BIORAMA: Ihr sucht für eure Brasserie hochwertiges und vor allem nachhaltiges Hühnerfleisch. Warum kauft ihr nicht einfach Bio-Geflügel im Supermarkt, im Bio-Großhandel oder bestellt bei einem Bio-Bauern in Wien Umgebung?

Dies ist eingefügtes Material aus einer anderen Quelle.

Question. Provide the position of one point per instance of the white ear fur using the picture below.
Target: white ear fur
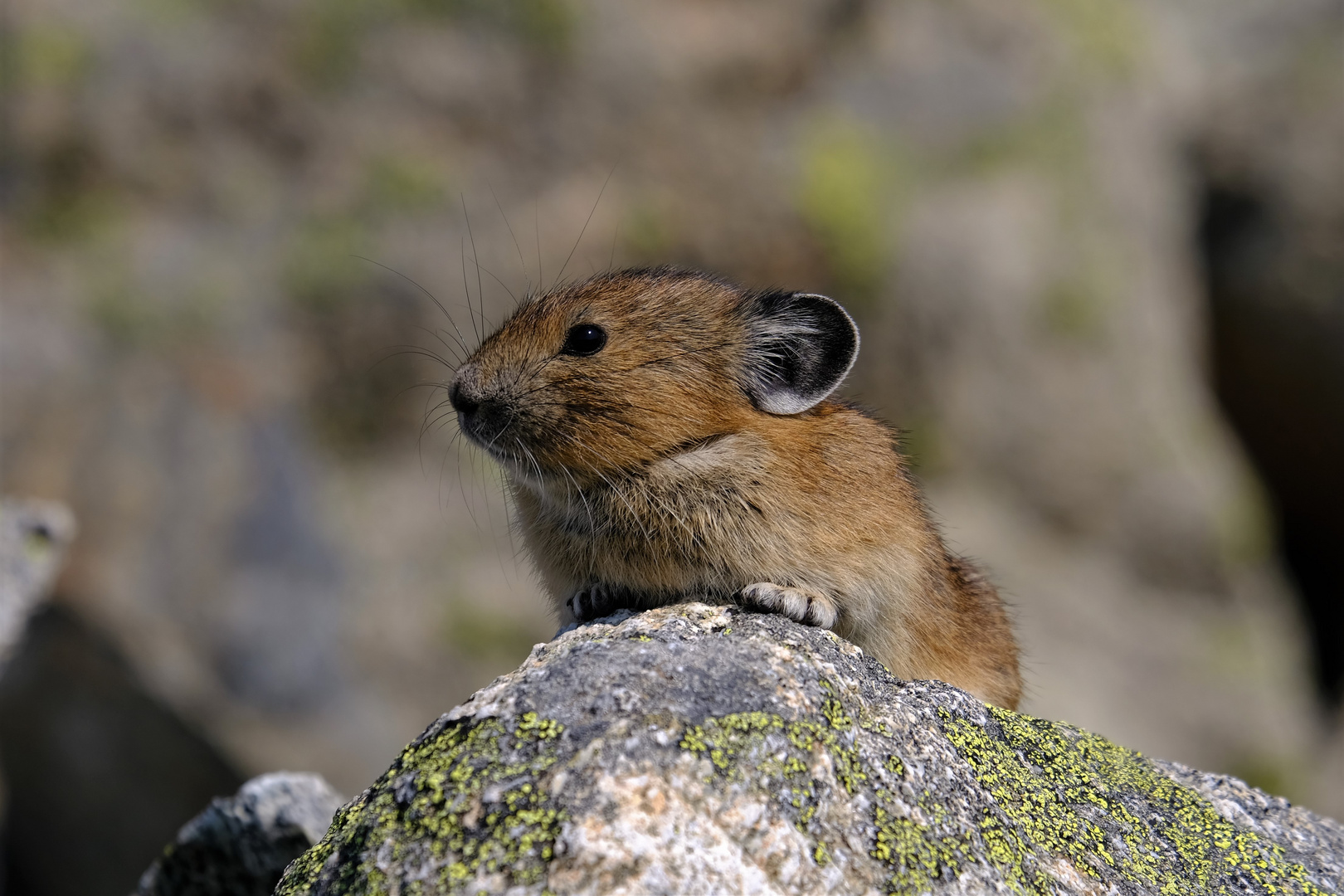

Stan Binar: Die Hendl sollen nicht aus einem maschinellen Brutkasten kommen, sondern am Hof gezüchtet werden, es soll bei der Kükenaufzucht keine Antibiotika zum Einsatz kommen – und so weiter. Und das muss man dann auch noch verkaufen können. Ab 12 Euro wird’s halt happig bei Konsumenten. Ein Bresse Huhn aus Frankreich zahlen Kunden dann noch eher als ein österreichisches Bio-Schwarzhuhn. Weil Bressehuhn halt …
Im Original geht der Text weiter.